Die englische Herrschaft befestigte sich unter diesen Umständen immer mehr, wie der glänzende Empfang bewies, den der Prinz von Wales bei seiner Rundreise in O. 1875-76 fand. Durch Parlamentsakte vom 29. April 1876 legte sich die Königin Viktoria den Titel „Kaiserin von Indien“ („Empress of India, Kaiser-i-Hind“) bei, und der Vizekönig Lord Lytton verkündete 1. Jan. 1877 in Dehli unter großen Feierlichkeiten die Errichtung des Indischen Kaiserreichs. Im Innern wurde es durch Ordnung seiner Finanzen, Einführung von Zöllen und Organisation seiner Gerichte möglichst selbständig gemacht.

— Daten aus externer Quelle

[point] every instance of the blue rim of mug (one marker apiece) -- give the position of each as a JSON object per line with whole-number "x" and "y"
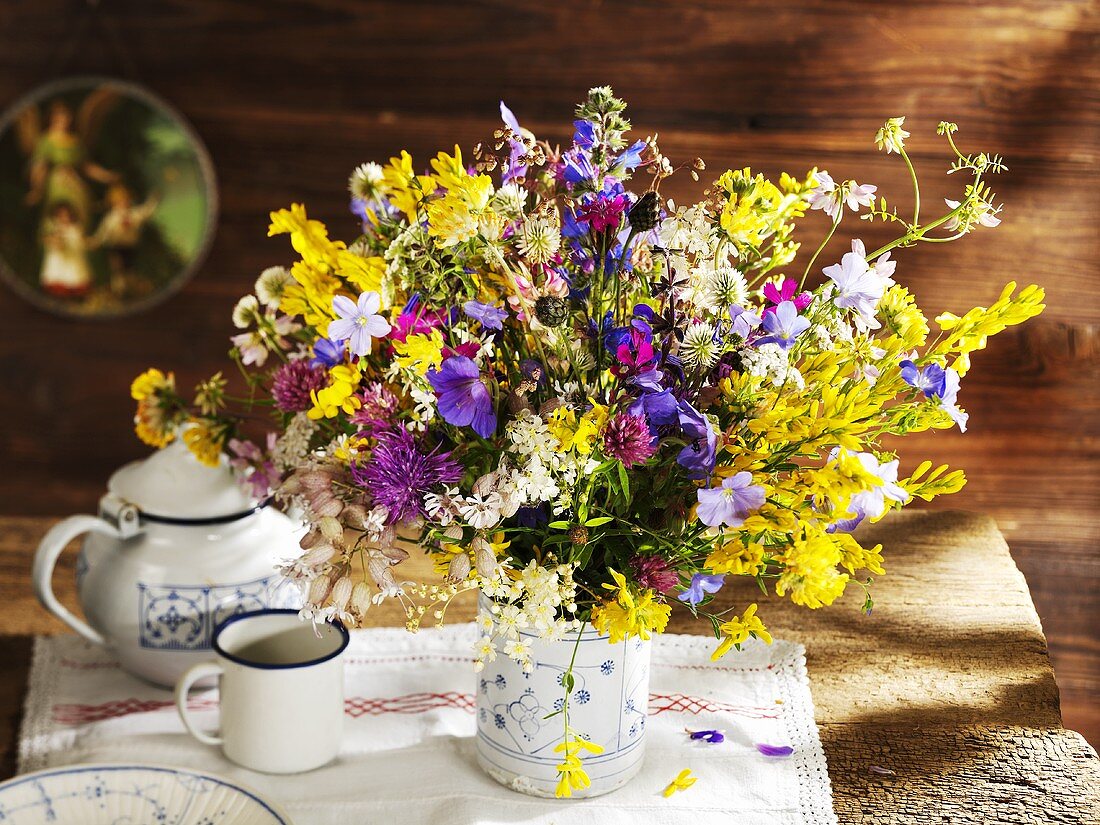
{"x": 276, "y": 612}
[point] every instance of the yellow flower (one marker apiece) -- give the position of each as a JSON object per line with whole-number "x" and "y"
{"x": 572, "y": 776}
{"x": 562, "y": 425}
{"x": 420, "y": 352}
{"x": 810, "y": 573}
{"x": 451, "y": 221}
{"x": 151, "y": 382}
{"x": 404, "y": 188}
{"x": 449, "y": 171}
{"x": 737, "y": 630}
{"x": 339, "y": 395}
{"x": 309, "y": 238}
{"x": 682, "y": 782}
{"x": 736, "y": 557}
{"x": 205, "y": 440}
{"x": 629, "y": 614}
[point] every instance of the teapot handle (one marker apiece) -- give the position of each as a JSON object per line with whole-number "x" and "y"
{"x": 45, "y": 559}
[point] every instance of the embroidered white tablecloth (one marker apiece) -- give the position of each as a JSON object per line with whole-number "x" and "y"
{"x": 407, "y": 754}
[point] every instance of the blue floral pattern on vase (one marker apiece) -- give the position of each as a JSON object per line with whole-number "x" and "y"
{"x": 605, "y": 677}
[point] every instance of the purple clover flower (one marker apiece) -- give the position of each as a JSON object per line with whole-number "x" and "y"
{"x": 399, "y": 473}
{"x": 462, "y": 397}
{"x": 783, "y": 326}
{"x": 730, "y": 503}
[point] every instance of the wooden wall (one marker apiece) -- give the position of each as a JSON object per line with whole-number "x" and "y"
{"x": 290, "y": 95}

Nach außen hin entfaltete es seine Kräfte in den Kriegen mit Afghanistan (s. d., S. 146-147) und Birma, das 1886 mit Indien vereinigt wurde. Sowohl 1877 bei der Bedrohung Konstantinopels durch die Russen als 1882 in Ägypten konnte England indische Truppen verwenden und die Kosten dem indischen Budget zur Last legen. So trug Indien nicht mehr bloß indirekt zum Reichtum und zur Machtstellung Englands bei, sondern beteiligte sich schon direkt an der Verteidigung und Verstärkung der britischen Herrschaft, der es nicht bloß innern Frieden, sondern auch erstaunliche Fortschritte verdankt.

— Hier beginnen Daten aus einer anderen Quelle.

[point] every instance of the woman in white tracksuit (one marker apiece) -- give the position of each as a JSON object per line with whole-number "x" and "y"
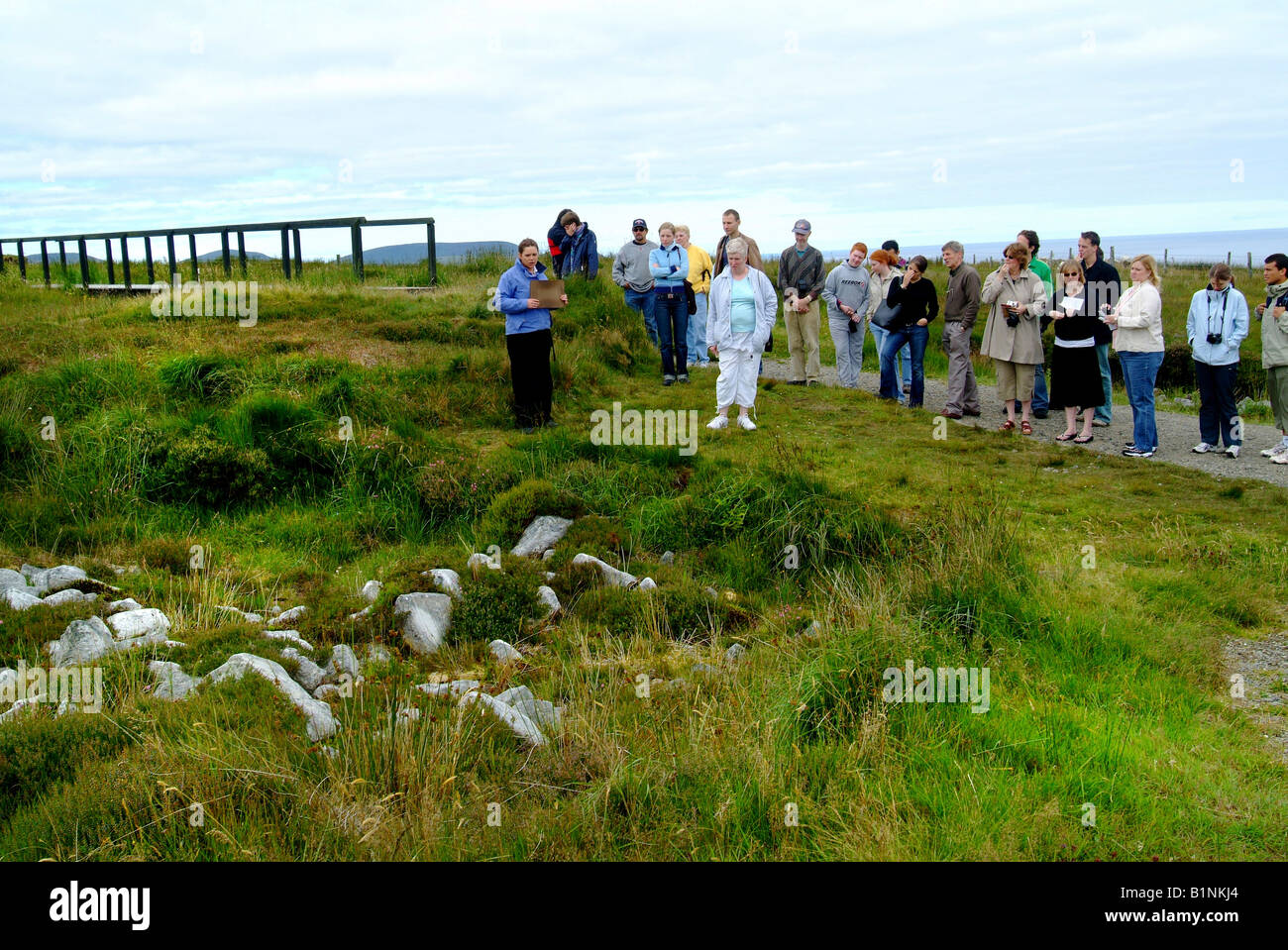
{"x": 741, "y": 310}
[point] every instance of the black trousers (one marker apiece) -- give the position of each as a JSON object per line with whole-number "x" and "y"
{"x": 529, "y": 373}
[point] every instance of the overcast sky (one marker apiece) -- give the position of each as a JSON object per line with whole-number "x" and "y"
{"x": 921, "y": 121}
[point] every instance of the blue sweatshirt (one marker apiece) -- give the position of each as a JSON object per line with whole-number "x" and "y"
{"x": 511, "y": 299}
{"x": 670, "y": 267}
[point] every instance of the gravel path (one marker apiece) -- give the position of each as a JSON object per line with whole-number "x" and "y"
{"x": 1176, "y": 431}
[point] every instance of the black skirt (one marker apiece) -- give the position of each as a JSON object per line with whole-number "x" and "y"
{"x": 1076, "y": 377}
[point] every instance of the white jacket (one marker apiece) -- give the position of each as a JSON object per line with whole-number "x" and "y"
{"x": 720, "y": 312}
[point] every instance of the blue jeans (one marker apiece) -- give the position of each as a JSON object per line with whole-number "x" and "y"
{"x": 1041, "y": 398}
{"x": 1106, "y": 413}
{"x": 1140, "y": 369}
{"x": 698, "y": 332}
{"x": 1218, "y": 411}
{"x": 644, "y": 304}
{"x": 914, "y": 339}
{"x": 671, "y": 312}
{"x": 905, "y": 361}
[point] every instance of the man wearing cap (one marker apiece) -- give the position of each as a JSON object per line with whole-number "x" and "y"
{"x": 631, "y": 273}
{"x": 800, "y": 279}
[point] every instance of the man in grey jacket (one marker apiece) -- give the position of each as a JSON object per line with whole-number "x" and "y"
{"x": 631, "y": 273}
{"x": 961, "y": 306}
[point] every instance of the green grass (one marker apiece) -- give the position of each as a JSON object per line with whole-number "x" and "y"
{"x": 1107, "y": 682}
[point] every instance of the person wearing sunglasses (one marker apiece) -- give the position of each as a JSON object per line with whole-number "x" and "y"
{"x": 1013, "y": 339}
{"x": 631, "y": 273}
{"x": 1216, "y": 325}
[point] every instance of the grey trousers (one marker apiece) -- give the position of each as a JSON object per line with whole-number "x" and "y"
{"x": 962, "y": 391}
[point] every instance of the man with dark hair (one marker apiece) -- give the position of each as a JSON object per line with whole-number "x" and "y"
{"x": 1274, "y": 348}
{"x": 800, "y": 279}
{"x": 1041, "y": 400}
{"x": 730, "y": 222}
{"x": 580, "y": 248}
{"x": 631, "y": 273}
{"x": 1103, "y": 290}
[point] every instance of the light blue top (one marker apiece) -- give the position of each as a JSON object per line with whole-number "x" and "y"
{"x": 742, "y": 318}
{"x": 669, "y": 266}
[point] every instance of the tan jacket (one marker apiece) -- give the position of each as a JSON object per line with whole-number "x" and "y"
{"x": 1020, "y": 344}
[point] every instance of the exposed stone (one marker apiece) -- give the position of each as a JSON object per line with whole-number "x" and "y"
{"x": 343, "y": 662}
{"x": 287, "y": 617}
{"x": 519, "y": 723}
{"x": 12, "y": 579}
{"x": 550, "y": 598}
{"x": 503, "y": 653}
{"x": 544, "y": 532}
{"x": 321, "y": 722}
{"x": 138, "y": 623}
{"x": 291, "y": 636}
{"x": 612, "y": 576}
{"x": 426, "y": 618}
{"x": 456, "y": 687}
{"x": 308, "y": 674}
{"x": 68, "y": 594}
{"x": 540, "y": 710}
{"x": 170, "y": 682}
{"x": 20, "y": 598}
{"x": 446, "y": 581}
{"x": 84, "y": 641}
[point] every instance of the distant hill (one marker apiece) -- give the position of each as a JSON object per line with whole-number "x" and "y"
{"x": 446, "y": 252}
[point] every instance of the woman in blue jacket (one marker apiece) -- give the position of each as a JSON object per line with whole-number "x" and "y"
{"x": 1216, "y": 325}
{"x": 527, "y": 338}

Vgl. Lassen, Indische Altertumskunde (2. Aufl., Leipz. 1866 ff., 4 Bde.); Lefmann, Geschichte des alten Indien (Berl. 1881-85); Fr. Neumann, Geschichte des englischen Reichs in Asien (Leipz. 1857, 2 Bde.); Keightley, Geschichte von Indien (deutsch, 3. Aufl., Lpz. 1874); R. Hunter, The history of India from the earliest ages to the fall of the East India-Company (Lond. 1863); Wheeler, History of India from the earliest ages (das. 1868-76, 4 Bde.); Derselbe, India under British rule (das. 1886); Keene, A sketch of the history of Hindustan (das. 1885); Trotter, History of India under Queen Victoria (das. 1887, 2 Bde.); M. Müller, Indien in seiner weltgeschichtlichen Bedeutung (deutsch, Leipz. 1884).